On the 4-hour chart, it remained below the 50 EMA (Exponential Moving Average – Blue Line) and 200 EMA (Black Line). This indicates that it may be in a medium-term downtrend. At the same time, the price being below both moving averages indicates that the asset is trending downward in the short term. The Chaikin Money Flow (CMF-20) is in negative territory. However, balanced cash inflows and outflows may keep the CMF in negative territory. The Relative Strength Index (RSI-14) remained in the middle of negative territory. It also continued to stay below the downward trend that began on December 3. This signaled continued selling pressure . In the event of an uptrend driven by macroeconomic data or positive news related to the Solana ecosystem, the $138.73 level stands out as a strong resistance point. If this level is broken upward, the uptrend is expected to continue. In the event of pullbacks due to developments in the opposite direction or profit-taking, the $120.24 level could be tested.
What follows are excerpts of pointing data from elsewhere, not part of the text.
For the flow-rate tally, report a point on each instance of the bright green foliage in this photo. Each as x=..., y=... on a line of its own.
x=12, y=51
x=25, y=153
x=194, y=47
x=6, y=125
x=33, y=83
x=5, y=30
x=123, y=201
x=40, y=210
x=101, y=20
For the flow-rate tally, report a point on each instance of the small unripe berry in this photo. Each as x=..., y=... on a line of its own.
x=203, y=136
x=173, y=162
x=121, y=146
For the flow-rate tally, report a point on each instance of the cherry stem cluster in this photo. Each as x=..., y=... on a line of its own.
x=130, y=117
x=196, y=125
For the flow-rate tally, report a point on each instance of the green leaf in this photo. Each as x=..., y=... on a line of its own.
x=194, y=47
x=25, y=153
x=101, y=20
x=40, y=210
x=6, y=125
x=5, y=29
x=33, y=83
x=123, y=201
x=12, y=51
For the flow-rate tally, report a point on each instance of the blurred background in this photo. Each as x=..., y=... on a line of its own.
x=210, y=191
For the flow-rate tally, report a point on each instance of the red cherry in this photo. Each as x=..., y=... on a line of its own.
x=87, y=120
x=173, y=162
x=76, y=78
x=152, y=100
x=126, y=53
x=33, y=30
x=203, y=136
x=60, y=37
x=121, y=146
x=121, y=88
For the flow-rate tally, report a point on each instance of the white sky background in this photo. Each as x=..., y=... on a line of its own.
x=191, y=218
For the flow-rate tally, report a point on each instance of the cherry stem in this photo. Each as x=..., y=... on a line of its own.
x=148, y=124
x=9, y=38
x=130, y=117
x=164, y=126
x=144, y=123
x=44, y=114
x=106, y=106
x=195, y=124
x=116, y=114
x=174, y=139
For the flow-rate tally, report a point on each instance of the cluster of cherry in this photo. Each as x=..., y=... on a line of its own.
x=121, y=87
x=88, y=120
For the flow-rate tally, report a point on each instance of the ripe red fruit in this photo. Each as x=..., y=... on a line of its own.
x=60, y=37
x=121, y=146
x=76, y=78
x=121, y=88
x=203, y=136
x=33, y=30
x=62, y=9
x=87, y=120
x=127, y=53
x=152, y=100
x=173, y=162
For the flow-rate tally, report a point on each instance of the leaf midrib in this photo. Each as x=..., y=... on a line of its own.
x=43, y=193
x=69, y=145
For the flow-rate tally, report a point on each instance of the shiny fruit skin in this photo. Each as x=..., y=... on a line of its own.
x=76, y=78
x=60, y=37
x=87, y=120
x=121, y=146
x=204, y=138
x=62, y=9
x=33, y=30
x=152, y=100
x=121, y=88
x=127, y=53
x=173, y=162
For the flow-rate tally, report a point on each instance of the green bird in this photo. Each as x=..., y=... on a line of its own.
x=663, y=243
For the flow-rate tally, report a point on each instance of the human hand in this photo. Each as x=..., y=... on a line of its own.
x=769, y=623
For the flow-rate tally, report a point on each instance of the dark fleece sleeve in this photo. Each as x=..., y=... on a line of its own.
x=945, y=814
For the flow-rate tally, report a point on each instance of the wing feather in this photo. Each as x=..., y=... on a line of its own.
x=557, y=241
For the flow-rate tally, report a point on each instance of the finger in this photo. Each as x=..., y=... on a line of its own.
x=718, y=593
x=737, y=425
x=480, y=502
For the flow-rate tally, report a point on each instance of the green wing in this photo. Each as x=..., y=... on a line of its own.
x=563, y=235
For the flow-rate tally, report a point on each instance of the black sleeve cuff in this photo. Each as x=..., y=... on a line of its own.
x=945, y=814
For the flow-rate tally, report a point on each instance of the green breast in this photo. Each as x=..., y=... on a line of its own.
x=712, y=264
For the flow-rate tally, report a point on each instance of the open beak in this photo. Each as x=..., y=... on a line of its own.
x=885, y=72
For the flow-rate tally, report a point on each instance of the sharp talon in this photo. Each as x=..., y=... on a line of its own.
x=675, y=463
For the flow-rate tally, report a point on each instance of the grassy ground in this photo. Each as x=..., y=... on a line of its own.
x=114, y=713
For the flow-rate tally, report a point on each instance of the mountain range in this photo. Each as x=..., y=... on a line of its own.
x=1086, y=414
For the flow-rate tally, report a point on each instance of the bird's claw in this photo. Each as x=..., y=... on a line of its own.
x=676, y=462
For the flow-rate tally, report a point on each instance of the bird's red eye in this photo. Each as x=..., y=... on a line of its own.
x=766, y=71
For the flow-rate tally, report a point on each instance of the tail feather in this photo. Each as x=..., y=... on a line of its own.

A decline to these support levels could increase buying momentum, presenting a potential opportunity for an upward move.
Supports: 120.24 – 112.26 – 100.34
Resistances 127.21 – 133.74 – 138.73
DOGE/USDT
The DOGE price has lost value. The asset experienced a pullback, facing resistance from the base level of the descending triangle formation that began on November 13 and the 50 EMA (Blue Line) moving average. Currently continuing its decline, the asset may test the $0.12282 level as support if the pullback continues. If it experiences an uptrend, it may test the 50 EMA (Blue Line) moving average or the base level of the descending triangle formation as resistance.
On the 4-hour chart, the 50 EMA (Exponential Moving Average – Blue Line) remained below the 200 EMA (Black Line). This indicates that the downtrend may continue in the medium term. The price being below both moving averages indicates a downward trend in the short term. The Chaikin Money Flow (CMF-20) has fallen into negative territory. Additionally, an increase in money outflows could push the CMF deeper into negative territory. The Relative Strength Index (RSI-14) has fallen from the middle of the negative zone to the oversold level. This could trigger profit-taking, allowing the price to rebound. It also remained below the downward trend line that began on December 9. While this signals increased selling pressure, a positive divergence could prompt the price to react upward. In the event of an uptrend driven by political developments, macroeconomic data, or positive news flow in the DOGE ecosystem, the $0.14952 level stands out as a strong resistance zone. Conversely, in the event of negative news flow ( ), the $0.11797 level could be triggered. A decline to these levels could increase momentum and initiate a new wave of growth.